The five boot stages from power-on to application: ROM, bootloader, kernel, init system, and user application.


Stage 1 — ROM Boot Code

  • Hardcoded in silicon at the factory — you cannot change it
  • Reads boot pins or fuses to determine boot source (SD, eMMC, USB, NAND)
  • Loads the first external code (bootloader) into internal SRAM
  • Duration: < 1 second typically

If this fails: nothing appears on any console. The board looks dead. Check power, boot pin configuration, and storage media.


Stage 2 — Bootloader (U-Boot)

The bootloader does the minimum to load the kernel:

  • Initialize DRAM (the kernel needs memory to decompress into)
  • Initialize clocks and basic storage (SD/eMMC/NAND)
  • Load the kernel image + device tree into DRAM
  • Jump to the kernel entry point

If this fails: you see partial output on the serial console, then silence. Typical causes: wrong DRAM timing, corrupt kernel image, wrong boot device.


Stage 3 — Linux Kernel

The kernel takes over and initializes the full hardware platform:

  • Decompresses itself into memory
  • Parses the device tree to discover hardware
  • Probes drivers in dependency order
  • Mounts the root filesystem
  • Launches PID 1 (the init system)

If this fails: dmesg captures everything. Look for missing driver probes, device tree errors, or filesystem mount failures.


Stages 4 & 5 — Init System and Application

Stage 4 — systemd starts user-space services in dependency order: - Networking, logging, D-Bus, time sync, udev - Most boot time lives here — stock Pi OS spends 10-20 s in this stage - Debug with: journalctl -b and systemctl status <service>

Stage 5 — Your application finally runs: - All hardware initialized, all services available - Design goal: start as soon as dependencies are met, not after everything else


Where Hardware Is Initialized

Each stage initializes only what the next stage needs:

Stage Initializes For Whom
Bootloader Clocks, DRAM, storage basics Kernel
Kernel Drivers, device tree probing, modules User space
User space Service config, app-level HW policy Application

Anti-pattern: putting I2C sensor init in the bootloader (kernel's job). Anti-pattern: deciding which sensor readings to log in a kernel driver (application's job).

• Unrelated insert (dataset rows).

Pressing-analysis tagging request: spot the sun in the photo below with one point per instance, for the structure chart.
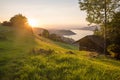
(32, 22)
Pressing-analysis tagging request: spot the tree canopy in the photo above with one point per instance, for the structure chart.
(96, 9)
(19, 20)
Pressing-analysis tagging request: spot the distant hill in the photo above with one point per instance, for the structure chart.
(26, 56)
(61, 32)
(91, 28)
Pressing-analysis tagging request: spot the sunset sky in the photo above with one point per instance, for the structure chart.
(45, 12)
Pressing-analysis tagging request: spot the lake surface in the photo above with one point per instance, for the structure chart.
(79, 34)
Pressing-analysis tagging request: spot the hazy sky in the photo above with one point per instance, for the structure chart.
(46, 12)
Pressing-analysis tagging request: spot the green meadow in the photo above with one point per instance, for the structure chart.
(26, 56)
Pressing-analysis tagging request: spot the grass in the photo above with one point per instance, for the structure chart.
(18, 61)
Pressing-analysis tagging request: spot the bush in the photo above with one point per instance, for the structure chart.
(114, 51)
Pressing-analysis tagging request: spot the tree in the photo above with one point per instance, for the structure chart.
(113, 31)
(6, 23)
(19, 20)
(100, 12)
(96, 10)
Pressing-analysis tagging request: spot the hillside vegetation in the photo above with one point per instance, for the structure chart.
(25, 56)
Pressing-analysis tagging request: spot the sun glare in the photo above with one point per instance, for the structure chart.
(33, 22)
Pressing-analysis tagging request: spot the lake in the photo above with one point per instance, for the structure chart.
(79, 34)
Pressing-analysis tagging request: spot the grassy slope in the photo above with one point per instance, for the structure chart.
(18, 62)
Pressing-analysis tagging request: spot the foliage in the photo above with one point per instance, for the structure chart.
(45, 33)
(96, 9)
(19, 20)
(18, 62)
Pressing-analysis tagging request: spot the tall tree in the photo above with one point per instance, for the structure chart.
(96, 9)
(19, 20)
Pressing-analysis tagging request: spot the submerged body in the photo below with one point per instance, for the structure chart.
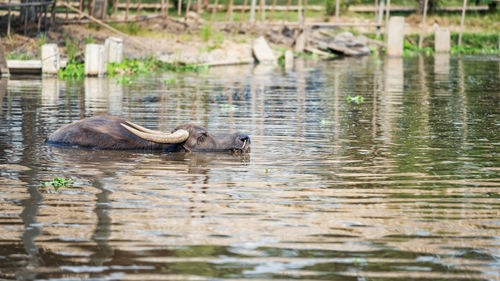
(112, 132)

Live Demo: dmesg Walkthrough

dmesg shows every kernel message since boot with timestamps:

[    0.000000] Booting Linux on physical CPU 0x0  <- kernel starts
[    0.000000] Machine model: Raspberry Pi 4 B    <- DT identified board
[    0.524173] spi-bcm2835 fe204000.spi: CS0      <- SPI init
[    1.023456] i2c_dev: i2c /dev entries driver    <- I2C ready
[    1.245678] EXT4-fs (mmcblk0p2): mounted        <- rootfs mounted

Timestamps = seconds since kernel start. Gaps reveal where time is spent.

Pattern in dmesg Meaning
Large timestamp gap A driver or subsystem is slow
error / timeout Something went wrong
deferred Driver waiting for a dependency

Try It Now: Read the Boot Log (5 min)

Inspect your Pi's boot log and identify the five boot stages from real timestamps:

# First 30 lines — find when the kernel started
dmesg | head -30

# Search for key milestones
dmesg | grep -i "kernel command line"
dmesg | grep -i "mounted"
dmesg | grep -i "systemd"

# Find the largest timestamp gap (slow driver or subsystem)
dmesg | awk '{print $1}' | head -50

Which stage takes the longest? Where is the biggest gap?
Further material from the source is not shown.